Copernicus Atmosphere Monitoring Service data shows carbon monoxide in the lower troposphere from the Australian wild fires

Credit: ECMWF Copernicus Atmosphere Monitoring Service (CAMS)

Pollution patterns. This swirling heat map shows levels of carbon monoxide in the troposphere released by wildfires in Australia between 15 December and 2 January. The country is experiencing a record fire season, and out-of-control blazes — particularly in the eastern states of Queensland, New South Wales and Victoria — have killed dozens of people, destroyed thousands of homes and caused widespread environmental devastation. The measurements were made by the Copernicus Atmosphere Monitoring Service, part of the Earth observation programme run by the European Commission.

Togian Jungle-flycatcher, a small blue and yellow songbird in a tree

Credit: James Eaton/Birdtour Asia

Fantails and flycatchers. Scientists described five new species of songbird, along with five new subspecies, in January. They were found on the Indonesian Islands of Taliabu, Peleng and Batudaka during a six-week expedition off the coast of Sulawesi. The research team, led by Frank Rheindt at National University of Singapore, searched for new species on these islands because of their geographical isolation. The scientists also studied notes from previous explorers, including the naturalist Alfred Russel Wallace. The species they described are the Peleng fantail, the Peleng leaf warbler, the Taliabu grasshopper warbler, the Taliabu myzomela and the Taliabu leaf warbler. The subspecies are the Togian jungle flycatcher (pictured), the Banggai mountain leaftoiler, the Taliabu snowy-browed flycatcher, the Taliabu island thrush and the Sula mountain leaftoiler.

New multiwavelength image of the Crab Nebula.

Credit: NASA, ESA and J. DePasquale (STScI) and R. Hurt (Caltech/IPAC)

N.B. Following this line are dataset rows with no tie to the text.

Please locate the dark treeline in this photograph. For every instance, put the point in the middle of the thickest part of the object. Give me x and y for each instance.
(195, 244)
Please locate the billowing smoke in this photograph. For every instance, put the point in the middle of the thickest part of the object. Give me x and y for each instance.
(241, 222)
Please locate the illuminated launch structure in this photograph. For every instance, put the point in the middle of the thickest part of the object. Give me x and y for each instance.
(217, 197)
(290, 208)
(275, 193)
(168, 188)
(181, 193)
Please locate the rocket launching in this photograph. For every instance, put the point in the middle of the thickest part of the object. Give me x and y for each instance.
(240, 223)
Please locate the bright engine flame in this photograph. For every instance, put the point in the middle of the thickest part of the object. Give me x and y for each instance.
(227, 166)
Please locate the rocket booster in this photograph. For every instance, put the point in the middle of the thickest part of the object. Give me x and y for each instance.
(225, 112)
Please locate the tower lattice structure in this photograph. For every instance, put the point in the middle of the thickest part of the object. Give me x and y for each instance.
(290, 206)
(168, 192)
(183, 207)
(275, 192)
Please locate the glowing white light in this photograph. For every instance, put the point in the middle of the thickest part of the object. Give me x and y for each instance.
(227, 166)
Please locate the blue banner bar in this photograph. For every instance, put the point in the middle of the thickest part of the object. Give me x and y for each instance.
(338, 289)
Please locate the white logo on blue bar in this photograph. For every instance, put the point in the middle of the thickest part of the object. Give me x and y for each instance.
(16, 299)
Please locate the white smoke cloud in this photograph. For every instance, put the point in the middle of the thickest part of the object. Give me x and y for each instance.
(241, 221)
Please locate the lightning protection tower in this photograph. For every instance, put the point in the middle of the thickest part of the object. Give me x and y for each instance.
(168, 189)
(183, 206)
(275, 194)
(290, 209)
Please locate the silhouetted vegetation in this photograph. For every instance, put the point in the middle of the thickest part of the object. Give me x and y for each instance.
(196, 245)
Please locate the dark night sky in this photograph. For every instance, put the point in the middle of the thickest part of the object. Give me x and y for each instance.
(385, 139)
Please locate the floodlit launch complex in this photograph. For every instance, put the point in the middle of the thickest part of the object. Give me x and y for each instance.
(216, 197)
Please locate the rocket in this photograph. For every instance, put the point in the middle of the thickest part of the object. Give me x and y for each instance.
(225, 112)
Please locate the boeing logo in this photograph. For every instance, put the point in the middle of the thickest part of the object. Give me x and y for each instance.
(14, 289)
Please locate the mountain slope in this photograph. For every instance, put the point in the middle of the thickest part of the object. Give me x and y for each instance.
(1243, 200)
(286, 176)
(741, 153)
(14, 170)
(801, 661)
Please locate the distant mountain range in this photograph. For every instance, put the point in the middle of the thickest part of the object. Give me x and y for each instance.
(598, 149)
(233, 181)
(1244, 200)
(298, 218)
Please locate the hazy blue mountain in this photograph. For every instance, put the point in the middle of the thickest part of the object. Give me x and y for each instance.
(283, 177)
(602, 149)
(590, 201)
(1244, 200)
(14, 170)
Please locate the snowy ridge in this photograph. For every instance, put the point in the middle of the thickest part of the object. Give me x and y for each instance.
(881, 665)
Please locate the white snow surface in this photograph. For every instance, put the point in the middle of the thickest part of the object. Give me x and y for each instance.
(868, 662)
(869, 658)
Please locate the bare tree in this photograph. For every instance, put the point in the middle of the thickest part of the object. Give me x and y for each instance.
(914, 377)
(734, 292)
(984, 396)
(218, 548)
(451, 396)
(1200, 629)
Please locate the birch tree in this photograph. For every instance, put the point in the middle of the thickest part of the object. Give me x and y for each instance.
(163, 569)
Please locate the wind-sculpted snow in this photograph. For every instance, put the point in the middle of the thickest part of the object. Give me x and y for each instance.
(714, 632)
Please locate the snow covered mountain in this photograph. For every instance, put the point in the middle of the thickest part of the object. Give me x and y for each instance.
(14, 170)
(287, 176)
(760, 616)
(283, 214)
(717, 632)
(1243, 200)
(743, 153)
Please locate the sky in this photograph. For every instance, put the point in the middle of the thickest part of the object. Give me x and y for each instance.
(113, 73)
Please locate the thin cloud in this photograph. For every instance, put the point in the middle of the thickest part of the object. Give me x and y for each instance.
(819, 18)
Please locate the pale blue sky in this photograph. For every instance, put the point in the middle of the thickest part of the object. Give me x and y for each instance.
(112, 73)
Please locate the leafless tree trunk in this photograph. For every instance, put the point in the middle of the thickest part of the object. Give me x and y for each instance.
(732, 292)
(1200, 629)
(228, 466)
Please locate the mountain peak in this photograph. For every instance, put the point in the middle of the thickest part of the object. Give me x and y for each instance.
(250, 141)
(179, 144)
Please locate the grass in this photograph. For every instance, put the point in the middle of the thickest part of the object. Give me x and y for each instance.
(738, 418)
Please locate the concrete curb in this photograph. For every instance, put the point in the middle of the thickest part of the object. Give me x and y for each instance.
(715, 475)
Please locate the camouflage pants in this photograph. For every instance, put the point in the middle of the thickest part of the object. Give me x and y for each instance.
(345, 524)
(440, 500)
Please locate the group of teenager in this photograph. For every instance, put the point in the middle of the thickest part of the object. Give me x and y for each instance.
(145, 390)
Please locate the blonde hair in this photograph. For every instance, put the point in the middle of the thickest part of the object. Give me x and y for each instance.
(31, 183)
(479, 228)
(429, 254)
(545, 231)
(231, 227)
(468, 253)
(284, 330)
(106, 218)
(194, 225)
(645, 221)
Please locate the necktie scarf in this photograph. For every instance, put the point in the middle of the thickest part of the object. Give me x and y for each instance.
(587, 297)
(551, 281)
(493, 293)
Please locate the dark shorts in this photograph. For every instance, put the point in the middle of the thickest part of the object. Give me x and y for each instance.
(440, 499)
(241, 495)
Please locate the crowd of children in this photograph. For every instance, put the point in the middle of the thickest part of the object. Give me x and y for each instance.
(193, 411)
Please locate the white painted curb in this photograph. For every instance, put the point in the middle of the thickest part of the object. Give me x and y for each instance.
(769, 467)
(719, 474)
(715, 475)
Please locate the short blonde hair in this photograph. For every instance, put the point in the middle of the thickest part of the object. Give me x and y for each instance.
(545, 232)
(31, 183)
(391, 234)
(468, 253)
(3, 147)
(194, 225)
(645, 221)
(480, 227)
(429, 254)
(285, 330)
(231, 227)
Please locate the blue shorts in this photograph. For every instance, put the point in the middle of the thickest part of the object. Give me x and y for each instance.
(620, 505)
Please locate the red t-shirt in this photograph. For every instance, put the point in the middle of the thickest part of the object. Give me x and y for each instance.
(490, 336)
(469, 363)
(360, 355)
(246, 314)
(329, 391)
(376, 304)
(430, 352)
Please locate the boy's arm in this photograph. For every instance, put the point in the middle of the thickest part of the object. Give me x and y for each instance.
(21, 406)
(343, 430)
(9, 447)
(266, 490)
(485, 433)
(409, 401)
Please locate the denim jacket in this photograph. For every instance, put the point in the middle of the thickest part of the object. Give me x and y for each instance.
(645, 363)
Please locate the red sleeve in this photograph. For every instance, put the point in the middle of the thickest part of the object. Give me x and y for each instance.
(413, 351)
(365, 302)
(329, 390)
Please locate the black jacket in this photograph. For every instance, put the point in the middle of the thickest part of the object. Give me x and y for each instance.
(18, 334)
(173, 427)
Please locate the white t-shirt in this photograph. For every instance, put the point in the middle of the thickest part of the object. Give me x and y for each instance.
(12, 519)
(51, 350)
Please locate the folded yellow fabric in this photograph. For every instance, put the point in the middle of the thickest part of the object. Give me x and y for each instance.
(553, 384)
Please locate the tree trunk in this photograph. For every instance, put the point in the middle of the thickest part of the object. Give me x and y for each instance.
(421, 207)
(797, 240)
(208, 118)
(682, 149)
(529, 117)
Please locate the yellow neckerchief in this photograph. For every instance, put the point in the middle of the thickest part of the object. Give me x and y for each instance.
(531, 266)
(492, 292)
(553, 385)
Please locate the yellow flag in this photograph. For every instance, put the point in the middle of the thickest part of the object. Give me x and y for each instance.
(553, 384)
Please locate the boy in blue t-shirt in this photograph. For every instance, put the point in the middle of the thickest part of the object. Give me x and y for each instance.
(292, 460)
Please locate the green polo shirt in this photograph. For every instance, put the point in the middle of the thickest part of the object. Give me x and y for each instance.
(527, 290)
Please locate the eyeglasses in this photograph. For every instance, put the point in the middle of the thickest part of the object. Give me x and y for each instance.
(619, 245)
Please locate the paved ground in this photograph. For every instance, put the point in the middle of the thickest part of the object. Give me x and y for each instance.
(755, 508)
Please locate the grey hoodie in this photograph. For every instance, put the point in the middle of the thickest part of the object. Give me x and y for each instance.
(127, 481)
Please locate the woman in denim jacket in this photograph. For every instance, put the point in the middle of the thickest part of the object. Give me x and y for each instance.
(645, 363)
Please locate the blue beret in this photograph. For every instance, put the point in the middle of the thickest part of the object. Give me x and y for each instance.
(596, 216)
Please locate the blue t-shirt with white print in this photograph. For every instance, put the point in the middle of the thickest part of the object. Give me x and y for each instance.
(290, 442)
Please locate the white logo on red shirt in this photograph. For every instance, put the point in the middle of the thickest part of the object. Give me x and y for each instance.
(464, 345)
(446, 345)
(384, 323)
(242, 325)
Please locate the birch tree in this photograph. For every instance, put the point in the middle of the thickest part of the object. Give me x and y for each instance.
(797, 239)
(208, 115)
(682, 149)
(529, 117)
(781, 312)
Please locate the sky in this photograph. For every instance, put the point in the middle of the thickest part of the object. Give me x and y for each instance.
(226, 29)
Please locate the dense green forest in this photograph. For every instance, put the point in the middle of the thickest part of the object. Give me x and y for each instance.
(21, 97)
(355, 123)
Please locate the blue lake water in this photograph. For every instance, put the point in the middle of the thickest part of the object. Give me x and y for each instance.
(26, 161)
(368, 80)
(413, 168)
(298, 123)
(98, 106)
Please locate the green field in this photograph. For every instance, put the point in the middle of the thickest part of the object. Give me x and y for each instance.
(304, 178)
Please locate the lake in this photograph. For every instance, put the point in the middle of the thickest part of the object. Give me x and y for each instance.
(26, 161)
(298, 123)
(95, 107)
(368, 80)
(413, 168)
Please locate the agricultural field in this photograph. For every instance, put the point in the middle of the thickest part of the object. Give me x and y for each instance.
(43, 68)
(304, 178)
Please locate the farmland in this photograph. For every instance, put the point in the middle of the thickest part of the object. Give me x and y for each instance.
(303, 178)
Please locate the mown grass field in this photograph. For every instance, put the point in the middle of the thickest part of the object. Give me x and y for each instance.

Stellar remains. This image of the crab nebula — the remnants of an exploded star around 6,500 light years away from Earth — was taken by combining several wavelengths of light: visible light from the Hubble Space Telescope (shown in yellow), X-rays from the Chandra X-ray Observatory (blue) and infrared detected by the Spitzer Space Telescope. NASA retired the Spitzer telescope on 30 January and switched it to ‘safe mode’, ceasing scientific operations and ending its 16-year mission.